A Associação dos Delegados da Polícia Federal (ADPF) defendeu, em nota divulgada nesta terça-feira (8), que a decisão sobre o afastamento do diretor-geral da Polícia Federal deve ser prerrogativa do plenário do Supremo Tribunal Federal (STF) e não de um único ministro. A declaração surge após a decisão monocrática do ministro André Mendonça que afastou preventivamente o atual diretor, Andrei Rodrigues.
Segundo a ADPF, o afastamento, que diz respeito a uma figura de autoridade máxima da instituição, deveria ser efetivado apenas por meio de uma votação em plenário, possibilitando um maior controle institucional. A nota salienta a relevância deste trâmite, especialmente em face de investigações atuais que envolvem membros do STF.
✨ A associação também argumenta que não existia nenhum inquérito ou processo administrativo prévio que justificasse a medida de afastamento.
Além disso, a ADPF propõe que a Constituição inclua a autonomia administrativa e financeira da PF, assim como a implementação de um mandato fixo para o diretor-geral, que seria escolhido a partir de uma lista tríplice resultante de uma eleição direta entre os delegados da PF. Essa proposta visa estabilizar a direção da PF, garantindo uma maior proteção contra influências políticas momentâneas.
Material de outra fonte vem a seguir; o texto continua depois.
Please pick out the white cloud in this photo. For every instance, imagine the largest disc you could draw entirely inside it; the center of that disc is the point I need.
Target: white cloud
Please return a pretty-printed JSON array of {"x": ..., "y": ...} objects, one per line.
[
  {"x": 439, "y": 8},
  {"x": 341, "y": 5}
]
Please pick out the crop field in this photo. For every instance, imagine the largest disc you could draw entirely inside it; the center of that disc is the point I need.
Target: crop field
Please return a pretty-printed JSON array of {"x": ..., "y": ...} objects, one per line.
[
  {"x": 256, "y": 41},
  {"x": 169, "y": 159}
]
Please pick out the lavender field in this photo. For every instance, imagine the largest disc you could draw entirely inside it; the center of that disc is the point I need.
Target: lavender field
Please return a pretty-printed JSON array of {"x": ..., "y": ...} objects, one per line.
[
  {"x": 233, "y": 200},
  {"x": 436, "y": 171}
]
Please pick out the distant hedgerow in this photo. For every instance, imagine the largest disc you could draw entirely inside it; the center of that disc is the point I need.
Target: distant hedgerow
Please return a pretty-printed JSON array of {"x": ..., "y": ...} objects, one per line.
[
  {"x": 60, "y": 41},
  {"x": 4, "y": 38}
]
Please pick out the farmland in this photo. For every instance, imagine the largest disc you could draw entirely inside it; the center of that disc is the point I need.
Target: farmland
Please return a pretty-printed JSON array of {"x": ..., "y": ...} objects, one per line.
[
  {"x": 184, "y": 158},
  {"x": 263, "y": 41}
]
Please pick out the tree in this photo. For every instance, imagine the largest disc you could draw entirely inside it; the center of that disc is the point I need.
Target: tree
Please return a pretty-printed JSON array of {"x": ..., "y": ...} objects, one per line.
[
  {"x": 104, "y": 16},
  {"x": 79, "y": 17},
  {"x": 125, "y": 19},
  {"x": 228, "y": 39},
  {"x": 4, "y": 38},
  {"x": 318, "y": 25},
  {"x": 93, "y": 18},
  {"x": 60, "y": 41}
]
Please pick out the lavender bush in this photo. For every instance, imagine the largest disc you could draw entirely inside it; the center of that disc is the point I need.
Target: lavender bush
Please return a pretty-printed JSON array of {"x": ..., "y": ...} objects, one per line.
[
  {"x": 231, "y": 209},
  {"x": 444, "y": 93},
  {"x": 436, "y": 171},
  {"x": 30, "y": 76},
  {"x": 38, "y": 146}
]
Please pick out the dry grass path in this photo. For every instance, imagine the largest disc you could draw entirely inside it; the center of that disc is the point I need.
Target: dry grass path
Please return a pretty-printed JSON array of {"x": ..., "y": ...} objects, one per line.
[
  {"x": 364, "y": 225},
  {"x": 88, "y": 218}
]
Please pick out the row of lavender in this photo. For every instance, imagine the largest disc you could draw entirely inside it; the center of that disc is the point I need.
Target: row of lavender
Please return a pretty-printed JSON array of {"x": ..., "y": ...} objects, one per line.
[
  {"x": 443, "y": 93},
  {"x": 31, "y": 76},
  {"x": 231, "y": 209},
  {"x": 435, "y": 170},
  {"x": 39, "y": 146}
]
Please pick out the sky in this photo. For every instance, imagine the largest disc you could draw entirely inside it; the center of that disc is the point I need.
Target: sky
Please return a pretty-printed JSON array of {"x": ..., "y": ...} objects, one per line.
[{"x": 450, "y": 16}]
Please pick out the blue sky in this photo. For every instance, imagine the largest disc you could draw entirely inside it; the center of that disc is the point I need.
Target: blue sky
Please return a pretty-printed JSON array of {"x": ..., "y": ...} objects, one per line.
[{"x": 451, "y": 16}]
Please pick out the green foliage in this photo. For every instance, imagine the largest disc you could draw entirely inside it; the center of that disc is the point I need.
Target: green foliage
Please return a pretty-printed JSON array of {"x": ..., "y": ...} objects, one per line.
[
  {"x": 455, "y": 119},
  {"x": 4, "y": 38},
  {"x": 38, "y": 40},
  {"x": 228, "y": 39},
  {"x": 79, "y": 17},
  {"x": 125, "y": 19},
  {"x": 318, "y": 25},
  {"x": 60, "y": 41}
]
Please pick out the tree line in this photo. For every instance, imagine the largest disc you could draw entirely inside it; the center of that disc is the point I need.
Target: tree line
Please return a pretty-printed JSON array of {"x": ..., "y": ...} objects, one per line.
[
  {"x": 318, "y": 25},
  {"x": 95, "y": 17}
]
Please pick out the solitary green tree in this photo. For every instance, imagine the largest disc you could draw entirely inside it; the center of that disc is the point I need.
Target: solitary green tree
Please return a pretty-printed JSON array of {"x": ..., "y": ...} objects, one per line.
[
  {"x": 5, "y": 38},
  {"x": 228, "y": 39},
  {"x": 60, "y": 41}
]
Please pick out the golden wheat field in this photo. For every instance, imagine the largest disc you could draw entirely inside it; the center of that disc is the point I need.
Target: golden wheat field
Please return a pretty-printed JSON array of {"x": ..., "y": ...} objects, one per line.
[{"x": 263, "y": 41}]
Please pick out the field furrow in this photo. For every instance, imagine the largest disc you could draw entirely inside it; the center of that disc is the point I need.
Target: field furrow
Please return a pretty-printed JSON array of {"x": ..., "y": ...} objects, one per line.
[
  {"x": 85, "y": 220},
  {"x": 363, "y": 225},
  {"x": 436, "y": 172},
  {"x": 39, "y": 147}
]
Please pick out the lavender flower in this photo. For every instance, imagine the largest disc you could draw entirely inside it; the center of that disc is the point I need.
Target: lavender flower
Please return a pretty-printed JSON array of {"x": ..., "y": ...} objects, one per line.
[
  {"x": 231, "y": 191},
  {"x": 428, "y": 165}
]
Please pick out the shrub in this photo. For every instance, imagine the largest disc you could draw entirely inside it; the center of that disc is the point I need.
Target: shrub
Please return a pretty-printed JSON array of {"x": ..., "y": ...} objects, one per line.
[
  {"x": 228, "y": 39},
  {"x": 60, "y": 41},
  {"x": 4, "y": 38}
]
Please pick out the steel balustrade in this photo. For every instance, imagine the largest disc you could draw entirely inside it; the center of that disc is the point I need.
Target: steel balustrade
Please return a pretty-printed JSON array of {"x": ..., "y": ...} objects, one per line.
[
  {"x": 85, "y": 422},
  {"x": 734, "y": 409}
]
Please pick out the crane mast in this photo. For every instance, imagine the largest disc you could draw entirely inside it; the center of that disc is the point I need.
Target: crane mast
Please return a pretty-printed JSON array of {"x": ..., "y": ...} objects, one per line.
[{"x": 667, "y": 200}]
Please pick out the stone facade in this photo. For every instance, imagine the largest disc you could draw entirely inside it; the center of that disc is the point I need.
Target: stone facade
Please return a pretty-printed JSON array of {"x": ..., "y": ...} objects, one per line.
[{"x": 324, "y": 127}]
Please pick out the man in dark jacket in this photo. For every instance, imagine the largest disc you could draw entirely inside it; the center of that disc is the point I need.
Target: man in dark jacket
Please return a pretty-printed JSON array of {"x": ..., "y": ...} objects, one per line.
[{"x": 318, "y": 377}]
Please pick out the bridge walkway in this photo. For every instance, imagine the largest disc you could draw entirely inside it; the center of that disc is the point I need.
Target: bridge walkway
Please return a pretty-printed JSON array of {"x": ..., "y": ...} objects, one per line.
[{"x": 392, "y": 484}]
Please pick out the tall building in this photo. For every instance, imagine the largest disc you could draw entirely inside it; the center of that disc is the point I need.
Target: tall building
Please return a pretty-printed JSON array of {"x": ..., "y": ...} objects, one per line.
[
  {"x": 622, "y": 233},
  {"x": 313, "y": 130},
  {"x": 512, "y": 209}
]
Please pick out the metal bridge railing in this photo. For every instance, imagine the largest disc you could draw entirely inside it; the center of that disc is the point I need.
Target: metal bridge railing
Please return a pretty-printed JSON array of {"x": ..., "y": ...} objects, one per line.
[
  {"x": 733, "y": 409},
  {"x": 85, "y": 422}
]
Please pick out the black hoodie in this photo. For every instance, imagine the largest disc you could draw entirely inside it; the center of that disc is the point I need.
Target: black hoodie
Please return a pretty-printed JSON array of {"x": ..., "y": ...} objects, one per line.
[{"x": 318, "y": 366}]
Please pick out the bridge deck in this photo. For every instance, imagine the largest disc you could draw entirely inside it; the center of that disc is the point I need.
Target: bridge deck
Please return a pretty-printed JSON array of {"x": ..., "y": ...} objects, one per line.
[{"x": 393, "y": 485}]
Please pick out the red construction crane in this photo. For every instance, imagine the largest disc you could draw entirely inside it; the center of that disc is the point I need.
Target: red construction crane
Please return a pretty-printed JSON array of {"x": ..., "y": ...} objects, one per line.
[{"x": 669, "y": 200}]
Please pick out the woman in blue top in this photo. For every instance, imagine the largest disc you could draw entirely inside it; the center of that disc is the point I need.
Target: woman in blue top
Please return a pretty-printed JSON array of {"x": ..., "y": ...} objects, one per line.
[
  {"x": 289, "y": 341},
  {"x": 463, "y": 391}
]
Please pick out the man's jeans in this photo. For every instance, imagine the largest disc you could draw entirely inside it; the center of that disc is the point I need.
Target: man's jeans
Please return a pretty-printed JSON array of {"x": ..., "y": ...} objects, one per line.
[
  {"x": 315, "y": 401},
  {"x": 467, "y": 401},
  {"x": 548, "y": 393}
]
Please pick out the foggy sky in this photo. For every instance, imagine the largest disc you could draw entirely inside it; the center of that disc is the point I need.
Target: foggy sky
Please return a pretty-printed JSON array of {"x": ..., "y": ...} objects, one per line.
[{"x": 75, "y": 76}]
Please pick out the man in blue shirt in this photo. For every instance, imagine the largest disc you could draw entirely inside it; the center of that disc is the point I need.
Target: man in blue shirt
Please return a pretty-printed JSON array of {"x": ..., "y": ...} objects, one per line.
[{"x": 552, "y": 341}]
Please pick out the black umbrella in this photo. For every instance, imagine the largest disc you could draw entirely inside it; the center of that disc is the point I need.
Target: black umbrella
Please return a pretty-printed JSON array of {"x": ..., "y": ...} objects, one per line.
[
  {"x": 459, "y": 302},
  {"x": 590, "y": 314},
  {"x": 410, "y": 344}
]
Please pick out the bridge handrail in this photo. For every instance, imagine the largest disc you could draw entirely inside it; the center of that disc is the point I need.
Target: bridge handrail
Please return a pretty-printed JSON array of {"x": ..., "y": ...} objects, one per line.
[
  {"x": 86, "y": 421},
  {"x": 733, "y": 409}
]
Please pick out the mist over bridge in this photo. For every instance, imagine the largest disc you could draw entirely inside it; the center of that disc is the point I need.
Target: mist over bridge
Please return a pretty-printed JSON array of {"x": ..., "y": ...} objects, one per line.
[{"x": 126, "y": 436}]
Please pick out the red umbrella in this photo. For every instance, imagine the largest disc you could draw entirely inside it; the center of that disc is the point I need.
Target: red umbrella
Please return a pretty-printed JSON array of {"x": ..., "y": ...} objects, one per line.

No contexto atual, onde o país enfrenta crises institucionais que frequentemente envolvem a PF em disputas externas, a ADPF manifesta preocupação com critérios de escolha e permanência da liderança da polícia que ainda dependem da conjuntura política vigente.
A decisão de afastamento tomada por Mendonça inclui a abertura imediata de investigações criminais e disciplinares para apurar possíveis irregularidades na produção de relatórios de monitoramento de autoridades. Além disso, foi determinada a suspensão da produção e compartilhamento de relatórios voltados para análise da atuação de magistrados e outros profissionais.
A medida provocou uma convocação de uma sessão virtual extraordinária da Segunda Turma do STF para referendar a decisão de afastamento, que já contava com maioria de votos favoráveis. Contudo, a sessão foi interrompida devido a um pedido de vista do ministro Gilmar Mendes.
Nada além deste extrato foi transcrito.